Make sure to go for long jogs at least thrice a week to build endurance and learn about your body. Keep listening to your body. Understand how much you can stretch your limits without taking a break. It may decrease a lot in the higher altitudes, but you’ll be able to adapt to it quite easily. Moreover, as lung capacity is critical for altitude hiking, although not necessary, you can start doing some VO2 max training by wearing an oxygen training mask.
- Drink Enough Water and Electrolytes
While hiking to high altitudes, bring enough water and electrolytes for the better. Without enough water or electrolytes, you risk getting dehydrated. And once you’re dehydrated, it takes a lot longer to replenish your systems. In dire cases, dehydration can even end up in a hospital.
The symptoms of dehydration include:
- Getting extremely thirsty
- Dry mouth, lips, and eyes
- Less than adequate peeing
- Dizziness and headache
Apart from these, if you have other conditions like diabetes, diarrhea, heatstroke, and excessive sweating, you can be dehydrated more easily.
Experts recommend drinking at least 2 cups of water with every hour of hiking. However, be careful of Hyponatremia, a condition where sodium levels are reduced due to increased water intake. Keep a balance between water and electrolytes to avoid any critical issues from occurring.
- Get Oxygen Cans if You Have Breathing Issues
Your breathing issues may become troubling if you’re hiking to high altitudes. But, with enough preparations, a lot of hikers reach the summits without any trouble. In addition to consulting an expert trekking guide and a physician before taking the hike, consider using oxygen cans for emergencies.
Oxygen cans are handy and mostly fit all hiking bags. They come with a breathable mask that needs to be attached to the nozzle before inhalation.
- Stay Halfway for a Day or Two to Acclimate
As discussed before, acclimation is the best thing that you can do to prevent any unfortunate complexity.
If you lack any prior experience hiking over 9000ft, consider keeping the ascend slower than you walk in the plains to reduce the chances of developing altitude sickness and other issues. If you’ve had prior issues with altitude sickness, rely on that information to customize your camping elevations.
- Get Sturdy Shoes and Socks
Don’t go on a high-altitude hike wearing brand-new hiking boots. To determine if they can cause blisters, try them out beforehand. If they do, leave them at home or use two pairs of socks—one warm pair and one pair of wicking ones—to avoid blisters when hiking.
Consider using volume reducers under your insoles to prevent friction if your shoes don’t fit. Boots with laces are terrific choices since you can adjust how tight you want them to be.
- Gather Breathable Clothing
High-elevation hiking requires breathable clothing. When conducting extended walks, wicking fabrics that keep moisture off your body should be taken into consideration. Additionally, cotton textiles should not be used since they readily absorb moisture and may take longer to dry.
- Avoid Alcohol and Smoking
You shouldn’t be consuming alcohol while hiking; period.
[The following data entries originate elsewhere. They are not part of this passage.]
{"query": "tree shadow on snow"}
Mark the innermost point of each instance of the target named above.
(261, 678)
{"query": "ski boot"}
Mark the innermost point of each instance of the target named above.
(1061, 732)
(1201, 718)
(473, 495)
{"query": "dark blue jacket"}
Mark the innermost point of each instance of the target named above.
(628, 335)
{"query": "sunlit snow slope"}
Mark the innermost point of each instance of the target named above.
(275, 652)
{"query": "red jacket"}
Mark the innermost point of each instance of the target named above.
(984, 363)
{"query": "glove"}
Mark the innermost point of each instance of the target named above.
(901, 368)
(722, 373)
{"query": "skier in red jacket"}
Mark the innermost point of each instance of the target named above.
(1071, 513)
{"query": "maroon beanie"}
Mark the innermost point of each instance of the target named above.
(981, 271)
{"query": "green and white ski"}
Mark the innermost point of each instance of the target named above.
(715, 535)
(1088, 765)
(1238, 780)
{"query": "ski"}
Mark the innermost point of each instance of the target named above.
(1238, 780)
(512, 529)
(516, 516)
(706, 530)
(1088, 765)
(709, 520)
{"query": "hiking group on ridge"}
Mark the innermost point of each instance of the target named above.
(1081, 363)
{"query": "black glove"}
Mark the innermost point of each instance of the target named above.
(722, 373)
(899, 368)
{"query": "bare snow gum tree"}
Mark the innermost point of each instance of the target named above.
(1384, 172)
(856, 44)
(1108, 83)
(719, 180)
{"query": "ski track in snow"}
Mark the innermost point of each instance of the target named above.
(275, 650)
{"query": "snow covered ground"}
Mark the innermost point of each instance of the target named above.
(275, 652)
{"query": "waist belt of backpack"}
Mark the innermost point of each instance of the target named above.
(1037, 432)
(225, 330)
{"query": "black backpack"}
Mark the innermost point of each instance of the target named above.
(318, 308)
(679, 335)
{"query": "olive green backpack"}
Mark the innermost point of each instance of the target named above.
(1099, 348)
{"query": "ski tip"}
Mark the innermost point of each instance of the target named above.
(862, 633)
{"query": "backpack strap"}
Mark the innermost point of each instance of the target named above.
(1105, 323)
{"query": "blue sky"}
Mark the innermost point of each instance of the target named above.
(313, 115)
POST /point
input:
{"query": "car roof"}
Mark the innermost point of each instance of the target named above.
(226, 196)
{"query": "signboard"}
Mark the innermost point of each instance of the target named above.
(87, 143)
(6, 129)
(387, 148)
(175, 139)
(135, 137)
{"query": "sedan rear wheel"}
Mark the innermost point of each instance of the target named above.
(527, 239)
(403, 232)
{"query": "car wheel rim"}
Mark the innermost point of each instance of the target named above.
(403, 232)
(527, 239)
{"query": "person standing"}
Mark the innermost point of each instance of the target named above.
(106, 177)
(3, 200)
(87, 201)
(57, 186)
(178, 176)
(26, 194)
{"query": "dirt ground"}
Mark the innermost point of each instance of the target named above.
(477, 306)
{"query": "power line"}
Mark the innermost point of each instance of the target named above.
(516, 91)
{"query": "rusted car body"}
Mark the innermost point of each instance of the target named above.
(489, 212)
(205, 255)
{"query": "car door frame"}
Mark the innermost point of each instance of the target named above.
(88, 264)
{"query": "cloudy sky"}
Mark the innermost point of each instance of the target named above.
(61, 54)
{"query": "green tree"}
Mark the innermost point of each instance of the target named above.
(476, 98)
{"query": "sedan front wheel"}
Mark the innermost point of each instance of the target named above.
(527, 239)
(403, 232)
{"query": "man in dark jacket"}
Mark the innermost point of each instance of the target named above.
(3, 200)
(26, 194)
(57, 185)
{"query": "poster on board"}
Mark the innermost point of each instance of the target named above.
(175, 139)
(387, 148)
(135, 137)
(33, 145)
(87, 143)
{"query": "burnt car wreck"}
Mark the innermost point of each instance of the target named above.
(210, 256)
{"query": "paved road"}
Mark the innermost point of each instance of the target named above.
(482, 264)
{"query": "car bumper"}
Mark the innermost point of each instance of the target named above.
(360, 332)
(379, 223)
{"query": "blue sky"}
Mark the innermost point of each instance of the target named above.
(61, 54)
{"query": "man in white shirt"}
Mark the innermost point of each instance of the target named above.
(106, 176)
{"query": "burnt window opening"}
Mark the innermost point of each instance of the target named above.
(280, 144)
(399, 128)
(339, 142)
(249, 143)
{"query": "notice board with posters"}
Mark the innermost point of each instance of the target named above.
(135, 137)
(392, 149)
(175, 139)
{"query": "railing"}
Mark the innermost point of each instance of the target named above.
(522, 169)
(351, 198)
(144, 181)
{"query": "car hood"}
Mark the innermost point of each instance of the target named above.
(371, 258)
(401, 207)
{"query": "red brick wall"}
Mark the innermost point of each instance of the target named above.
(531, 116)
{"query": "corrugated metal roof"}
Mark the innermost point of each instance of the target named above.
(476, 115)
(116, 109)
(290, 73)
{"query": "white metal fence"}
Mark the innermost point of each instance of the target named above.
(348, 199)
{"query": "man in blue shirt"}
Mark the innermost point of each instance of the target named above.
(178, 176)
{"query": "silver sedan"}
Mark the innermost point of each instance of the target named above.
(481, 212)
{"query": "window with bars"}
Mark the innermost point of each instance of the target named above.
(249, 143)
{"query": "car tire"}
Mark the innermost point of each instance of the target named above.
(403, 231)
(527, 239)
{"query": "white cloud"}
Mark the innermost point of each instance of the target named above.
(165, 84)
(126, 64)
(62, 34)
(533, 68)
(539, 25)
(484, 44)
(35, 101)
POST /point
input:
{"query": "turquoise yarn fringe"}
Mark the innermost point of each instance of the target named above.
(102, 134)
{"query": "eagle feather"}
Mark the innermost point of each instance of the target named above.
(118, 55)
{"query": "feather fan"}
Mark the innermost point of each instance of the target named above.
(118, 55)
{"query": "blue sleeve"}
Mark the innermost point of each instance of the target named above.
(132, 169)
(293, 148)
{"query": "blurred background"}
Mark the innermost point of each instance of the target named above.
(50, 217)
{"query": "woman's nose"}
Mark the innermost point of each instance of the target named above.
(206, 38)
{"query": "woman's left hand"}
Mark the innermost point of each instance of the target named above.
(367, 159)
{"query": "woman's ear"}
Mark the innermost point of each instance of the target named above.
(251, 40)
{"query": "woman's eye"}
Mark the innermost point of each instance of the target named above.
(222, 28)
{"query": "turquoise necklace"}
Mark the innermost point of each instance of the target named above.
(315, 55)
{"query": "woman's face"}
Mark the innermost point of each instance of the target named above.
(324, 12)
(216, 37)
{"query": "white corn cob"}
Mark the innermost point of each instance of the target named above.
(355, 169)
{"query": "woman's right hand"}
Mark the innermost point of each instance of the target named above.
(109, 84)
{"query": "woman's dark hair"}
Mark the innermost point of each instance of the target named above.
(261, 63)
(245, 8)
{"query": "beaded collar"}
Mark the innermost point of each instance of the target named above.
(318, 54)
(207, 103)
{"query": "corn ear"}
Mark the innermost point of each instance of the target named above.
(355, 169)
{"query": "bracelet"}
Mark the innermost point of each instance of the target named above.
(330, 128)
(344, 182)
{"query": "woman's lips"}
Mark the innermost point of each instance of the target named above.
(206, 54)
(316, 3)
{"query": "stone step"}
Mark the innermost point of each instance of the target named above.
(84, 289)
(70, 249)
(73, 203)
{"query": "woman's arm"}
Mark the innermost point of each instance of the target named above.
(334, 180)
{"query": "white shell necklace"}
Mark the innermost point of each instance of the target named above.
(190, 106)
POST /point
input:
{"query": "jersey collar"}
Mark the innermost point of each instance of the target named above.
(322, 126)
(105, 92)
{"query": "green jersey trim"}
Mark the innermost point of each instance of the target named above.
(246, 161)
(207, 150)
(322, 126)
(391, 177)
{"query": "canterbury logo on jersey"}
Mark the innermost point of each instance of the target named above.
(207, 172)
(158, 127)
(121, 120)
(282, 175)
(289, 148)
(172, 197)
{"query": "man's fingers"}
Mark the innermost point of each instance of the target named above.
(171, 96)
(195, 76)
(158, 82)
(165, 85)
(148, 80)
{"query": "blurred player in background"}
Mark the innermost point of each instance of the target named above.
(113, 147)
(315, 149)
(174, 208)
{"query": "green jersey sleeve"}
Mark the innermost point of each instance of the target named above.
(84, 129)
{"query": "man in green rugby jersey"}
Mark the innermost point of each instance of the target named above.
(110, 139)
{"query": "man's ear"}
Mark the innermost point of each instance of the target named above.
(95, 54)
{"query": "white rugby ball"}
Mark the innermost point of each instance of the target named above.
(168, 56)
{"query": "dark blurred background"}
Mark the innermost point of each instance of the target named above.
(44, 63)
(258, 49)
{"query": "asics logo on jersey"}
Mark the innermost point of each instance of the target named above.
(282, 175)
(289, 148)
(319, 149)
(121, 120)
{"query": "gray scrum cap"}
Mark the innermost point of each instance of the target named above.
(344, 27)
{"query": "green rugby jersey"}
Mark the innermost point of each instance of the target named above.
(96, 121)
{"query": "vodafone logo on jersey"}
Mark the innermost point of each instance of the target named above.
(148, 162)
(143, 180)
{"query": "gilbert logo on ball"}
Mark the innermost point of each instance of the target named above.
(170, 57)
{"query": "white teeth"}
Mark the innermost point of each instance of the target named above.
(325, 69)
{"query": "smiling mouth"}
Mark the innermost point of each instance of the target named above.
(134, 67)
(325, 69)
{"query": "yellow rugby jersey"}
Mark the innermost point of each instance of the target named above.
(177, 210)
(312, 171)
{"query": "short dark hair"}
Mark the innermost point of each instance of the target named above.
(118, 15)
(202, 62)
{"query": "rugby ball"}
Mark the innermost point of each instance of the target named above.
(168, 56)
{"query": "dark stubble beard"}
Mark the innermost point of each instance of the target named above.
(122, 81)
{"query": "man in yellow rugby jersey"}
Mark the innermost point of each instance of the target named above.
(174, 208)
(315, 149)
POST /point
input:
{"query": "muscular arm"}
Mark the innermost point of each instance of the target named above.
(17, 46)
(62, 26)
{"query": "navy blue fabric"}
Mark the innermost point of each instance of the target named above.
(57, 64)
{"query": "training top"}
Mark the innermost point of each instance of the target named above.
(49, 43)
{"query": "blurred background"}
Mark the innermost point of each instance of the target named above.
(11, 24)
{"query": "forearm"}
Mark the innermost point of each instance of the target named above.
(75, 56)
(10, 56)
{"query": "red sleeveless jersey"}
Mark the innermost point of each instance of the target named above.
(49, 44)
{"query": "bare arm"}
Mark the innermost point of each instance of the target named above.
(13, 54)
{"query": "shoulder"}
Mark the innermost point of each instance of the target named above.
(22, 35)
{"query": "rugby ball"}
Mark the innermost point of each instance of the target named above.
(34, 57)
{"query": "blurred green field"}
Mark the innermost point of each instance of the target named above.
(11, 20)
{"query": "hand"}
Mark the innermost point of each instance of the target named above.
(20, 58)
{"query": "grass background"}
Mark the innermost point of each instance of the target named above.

It would lift your heart rate, and blood pressure, and be responsible for making you lost in the wilderness. But, on the other hand, cigarettes, although we aren’t advocating for them, can be a bit effective for higher elevation hiking. Regardless, its harmful effects far outweigh the instantaneous benefits it may or may not offer.
The Bottom Line
Hopefully, you’ll be able to achieve your next high elevation hike without any issues by following the expert tips mentioned here. Don’t forget to prepare for altitude sickness, keep working on your endurance, and drink enough electrolytes. Additionally, acclimate yourself to the altitude and keep your shoes ready for the hike.